Thursday, February 15, 2007

Five for Fighting gets a second listen from me

Don't remember where the link was I followed that landed me on the Glenn & Helen Show's website to this interview with Five For Fighting's John Ondrasik. Ok, so we find out that John is Five for Fighting and it's a sad comment on our culture and the music industry -- and also a bit amusing -- on how that name came to be and we don't just know him as John Ondrasik (like say we would a Phil Collins or a James Taylor or a Bob Zimmerman... oh... wait).

I was impressed by how personable and well-grounded this guy is. His self-assuredness, his wry assessment of fleeting success, his emphasis on his family, and the fact that he's not afraid to come out and frankly and eloquently express his world view when it is so different from everyone around him in his line of work.

I've heard "100 Years" and "Superman" and never gave them much thought. I never even knew the names of those songs, I just recognized them when I've heard them. It's a prejudice I've developed against his vocal style, because I associate it with what I call "whiner rock". That shows you where prejudice will get you. I should know better after being a music fan for... well all my life.

After listening to this interview I'm eager to listen to the rest of his stuff. I may have to move him into the Ben Folds category -- another guy I learned to like when I forced myself to get past initial impressions.

Anyway, about 12 minutes into the interview, and for about the next 6.5 minutes or so, is a particularly interesting bit of the interview that echoes almost excactly what I've kept coming back to here for the last several posts. That it's easy to rant and protest:

"... it's easy to stand up and call Bush a liar, and say war is bad under any circumstance and have have all your friends pat you on the back..."

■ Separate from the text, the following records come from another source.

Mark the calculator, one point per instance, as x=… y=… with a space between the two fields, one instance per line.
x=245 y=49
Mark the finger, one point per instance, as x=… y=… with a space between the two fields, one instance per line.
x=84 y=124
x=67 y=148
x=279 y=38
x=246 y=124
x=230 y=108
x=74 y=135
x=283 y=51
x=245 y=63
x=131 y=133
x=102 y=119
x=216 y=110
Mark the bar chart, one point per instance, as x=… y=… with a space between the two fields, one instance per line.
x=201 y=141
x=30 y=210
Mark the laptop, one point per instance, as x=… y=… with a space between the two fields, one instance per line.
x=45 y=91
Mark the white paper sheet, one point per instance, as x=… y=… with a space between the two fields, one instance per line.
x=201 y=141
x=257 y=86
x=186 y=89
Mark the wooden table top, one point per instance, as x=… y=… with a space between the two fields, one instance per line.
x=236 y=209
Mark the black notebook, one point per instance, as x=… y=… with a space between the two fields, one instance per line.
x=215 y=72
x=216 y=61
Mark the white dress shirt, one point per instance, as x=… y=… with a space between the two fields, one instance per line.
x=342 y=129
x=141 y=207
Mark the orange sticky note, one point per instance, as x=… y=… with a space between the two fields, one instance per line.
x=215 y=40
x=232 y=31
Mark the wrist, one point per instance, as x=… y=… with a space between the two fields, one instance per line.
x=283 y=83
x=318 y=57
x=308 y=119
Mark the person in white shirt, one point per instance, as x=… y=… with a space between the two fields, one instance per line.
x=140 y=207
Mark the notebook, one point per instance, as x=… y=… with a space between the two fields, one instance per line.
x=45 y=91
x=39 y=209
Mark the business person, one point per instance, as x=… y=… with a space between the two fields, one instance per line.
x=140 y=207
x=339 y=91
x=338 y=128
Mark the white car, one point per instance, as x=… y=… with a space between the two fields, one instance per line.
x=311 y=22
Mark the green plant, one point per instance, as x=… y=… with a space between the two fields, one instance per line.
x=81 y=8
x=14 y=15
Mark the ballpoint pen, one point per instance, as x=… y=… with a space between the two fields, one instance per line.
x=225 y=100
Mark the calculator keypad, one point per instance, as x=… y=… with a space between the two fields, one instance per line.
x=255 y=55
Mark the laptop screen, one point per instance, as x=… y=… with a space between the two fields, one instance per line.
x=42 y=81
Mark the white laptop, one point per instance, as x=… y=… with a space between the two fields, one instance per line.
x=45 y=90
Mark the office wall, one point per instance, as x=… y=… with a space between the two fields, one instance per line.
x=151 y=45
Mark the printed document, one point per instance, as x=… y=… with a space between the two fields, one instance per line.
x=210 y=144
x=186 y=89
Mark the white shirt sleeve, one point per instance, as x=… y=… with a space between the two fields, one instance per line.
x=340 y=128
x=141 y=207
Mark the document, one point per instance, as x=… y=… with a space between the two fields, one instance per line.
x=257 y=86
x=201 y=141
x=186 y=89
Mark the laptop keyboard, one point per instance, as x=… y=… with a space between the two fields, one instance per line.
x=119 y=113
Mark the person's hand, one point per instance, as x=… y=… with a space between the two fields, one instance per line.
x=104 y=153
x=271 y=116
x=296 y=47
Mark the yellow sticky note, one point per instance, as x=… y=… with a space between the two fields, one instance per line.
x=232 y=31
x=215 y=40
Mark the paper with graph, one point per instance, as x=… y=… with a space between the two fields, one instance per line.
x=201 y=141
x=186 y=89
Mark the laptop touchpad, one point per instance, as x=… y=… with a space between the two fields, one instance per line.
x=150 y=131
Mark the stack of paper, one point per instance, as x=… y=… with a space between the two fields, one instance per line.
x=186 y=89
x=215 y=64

"... it's easy to be a rebel, it's easy to stand up on a soapbox and complain and throw stones and call people names. It's much harder to offer an alternative solution or come up with some kind of thoughtful discussion -- and I see that, I think that's reflected both in music and in our leadership. And again I sometimes shake my head and I wouldn't say I'm ashamed to be a part of the music community, I just wish that there'd be a little more serious thought when we're facing such serious times."
Can I get an "Amen" from the back pew?